Il materiale ferroso è stato rinvenuto in un’azienda di Faenza che si occupa di raccolta e smaltimento di rifiuti metallici: l’82enne titolare della ditta è accusata di ricettazione

La Polizia di Stato ha denunciato una donna in stato di libertà per il reato di ricettazione.

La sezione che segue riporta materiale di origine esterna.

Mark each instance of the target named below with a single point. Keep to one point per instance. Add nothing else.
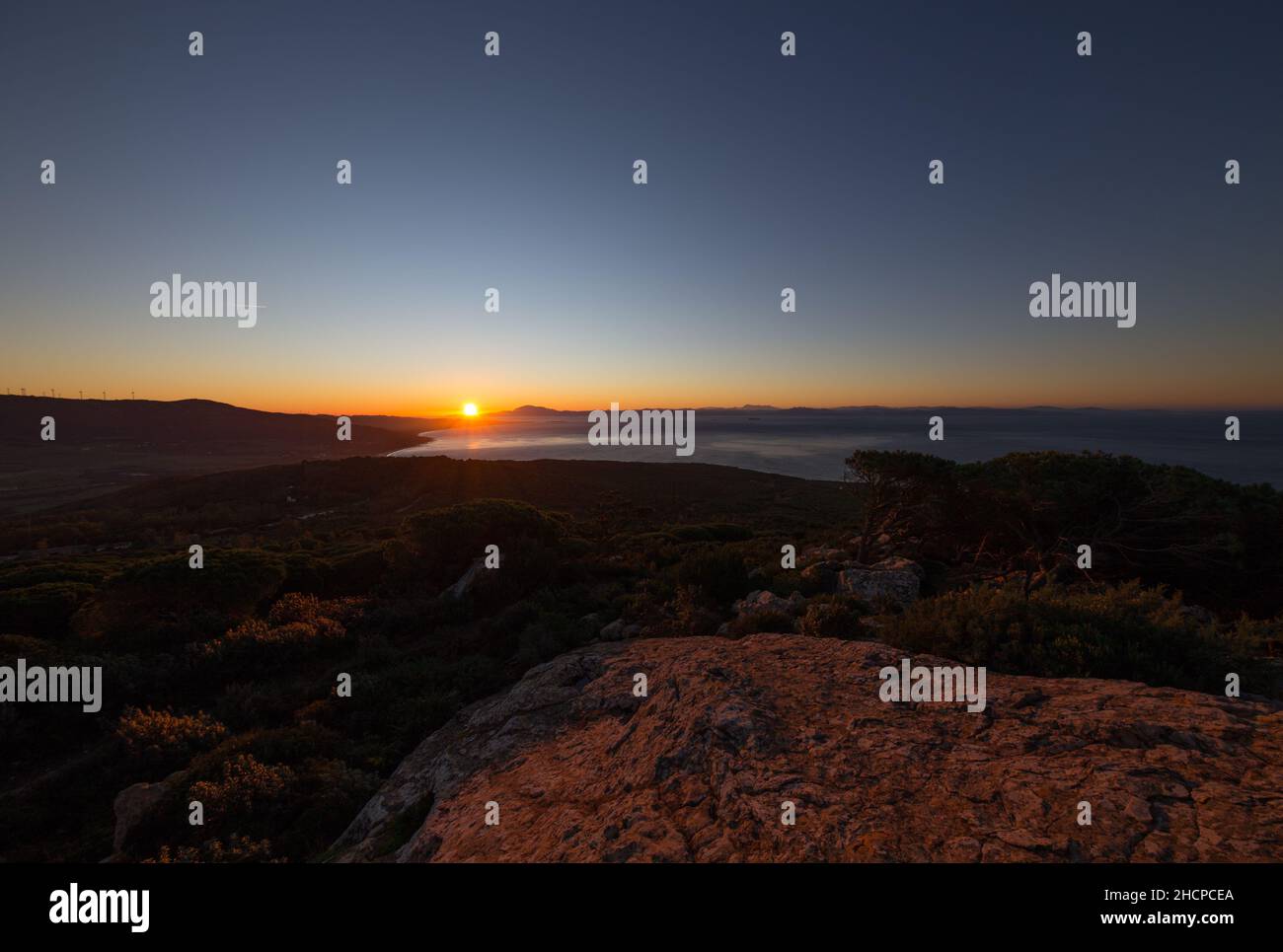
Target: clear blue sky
(764, 172)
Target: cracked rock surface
(697, 771)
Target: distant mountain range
(102, 445)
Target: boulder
(697, 769)
(133, 803)
(875, 585)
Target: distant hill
(111, 444)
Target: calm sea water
(812, 444)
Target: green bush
(1128, 632)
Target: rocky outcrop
(580, 768)
(897, 581)
(133, 803)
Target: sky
(516, 172)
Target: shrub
(719, 573)
(165, 737)
(1129, 632)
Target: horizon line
(706, 408)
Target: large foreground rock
(580, 769)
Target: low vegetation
(225, 680)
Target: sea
(813, 443)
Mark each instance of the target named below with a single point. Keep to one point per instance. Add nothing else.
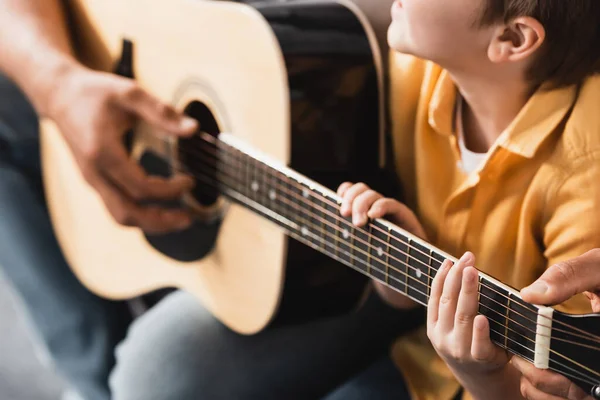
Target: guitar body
(300, 81)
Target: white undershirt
(469, 159)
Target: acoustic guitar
(290, 100)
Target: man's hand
(564, 280)
(94, 110)
(559, 283)
(537, 384)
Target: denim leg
(79, 330)
(178, 350)
(380, 381)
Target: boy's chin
(396, 39)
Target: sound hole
(198, 157)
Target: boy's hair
(571, 51)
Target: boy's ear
(517, 40)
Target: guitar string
(367, 253)
(429, 267)
(248, 202)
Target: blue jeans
(79, 329)
(177, 350)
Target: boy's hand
(459, 335)
(363, 203)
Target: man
(93, 110)
(559, 283)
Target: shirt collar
(540, 116)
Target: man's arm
(93, 111)
(567, 279)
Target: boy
(497, 139)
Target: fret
(322, 215)
(398, 261)
(253, 182)
(287, 197)
(266, 189)
(302, 206)
(314, 221)
(344, 232)
(507, 314)
(223, 164)
(380, 253)
(521, 327)
(362, 257)
(418, 261)
(387, 257)
(436, 263)
(332, 227)
(493, 301)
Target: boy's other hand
(363, 203)
(459, 335)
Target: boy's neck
(489, 106)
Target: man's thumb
(566, 279)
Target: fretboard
(309, 213)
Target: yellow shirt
(533, 202)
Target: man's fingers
(139, 102)
(564, 280)
(547, 381)
(132, 180)
(150, 219)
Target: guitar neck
(309, 212)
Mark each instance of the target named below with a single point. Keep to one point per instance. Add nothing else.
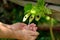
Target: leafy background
(14, 13)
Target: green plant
(38, 12)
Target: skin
(19, 31)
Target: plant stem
(51, 30)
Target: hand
(23, 32)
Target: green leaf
(27, 7)
(40, 2)
(47, 11)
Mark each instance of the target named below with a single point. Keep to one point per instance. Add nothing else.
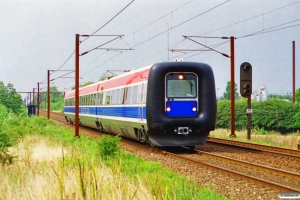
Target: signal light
(246, 79)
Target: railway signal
(246, 91)
(246, 79)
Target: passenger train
(165, 104)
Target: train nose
(183, 130)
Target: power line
(181, 23)
(166, 30)
(160, 18)
(251, 17)
(268, 30)
(109, 21)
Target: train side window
(121, 96)
(113, 97)
(108, 97)
(88, 99)
(117, 100)
(100, 97)
(128, 96)
(93, 99)
(134, 94)
(145, 92)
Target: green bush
(108, 146)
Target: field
(49, 163)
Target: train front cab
(181, 103)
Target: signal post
(246, 91)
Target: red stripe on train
(133, 77)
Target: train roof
(134, 76)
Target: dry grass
(273, 139)
(39, 174)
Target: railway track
(270, 149)
(264, 180)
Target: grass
(52, 164)
(289, 141)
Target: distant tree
(56, 99)
(226, 94)
(278, 96)
(297, 95)
(10, 98)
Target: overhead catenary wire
(206, 32)
(251, 18)
(94, 33)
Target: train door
(141, 101)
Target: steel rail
(295, 154)
(252, 165)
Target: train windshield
(181, 85)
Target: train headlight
(194, 108)
(168, 108)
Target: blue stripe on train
(130, 112)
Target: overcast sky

Un’indagine lampo condotta dagli uomini dalla “Squadra rame” del Compartimento Polfer per l’Emilia Romagna di Bologna ha consentito di rintracciare 7,7 tonnellate di materiale ferroso di proprietà di Rete Ferroviaria Italiana, di provenienza furtiva.

Il materiale in questione è stato rinvenuto dagli specialisti della Polfer, impegnati quotidianamente sul territorio regionale in servizi di contrasto ai furti di rame in ambito ferroviario, con l’ausilio di personale del Posto di Polizia Ferroviaria di Faenza, all’interno di un’azienda di Faenza che si occupa di raccolta e smaltimento di rifiuti metallici.

Gli investigatori hanno rinvenuto materiale di vario genere, marchiato R.F.I., quali pezzi di rotaie, scambi, componenti di carrozze ferroviarie.

La titolare della ditta, una 82enne di origini siciliane, residente a Faenza, non ha fornito spiegazioni plausibili sulla provenienza di tale materiale che, nel frattempo, è stato sequestrato per ulteriori accertamenti, e pertanto è stata denunciata in stato di libertà per ricettazione.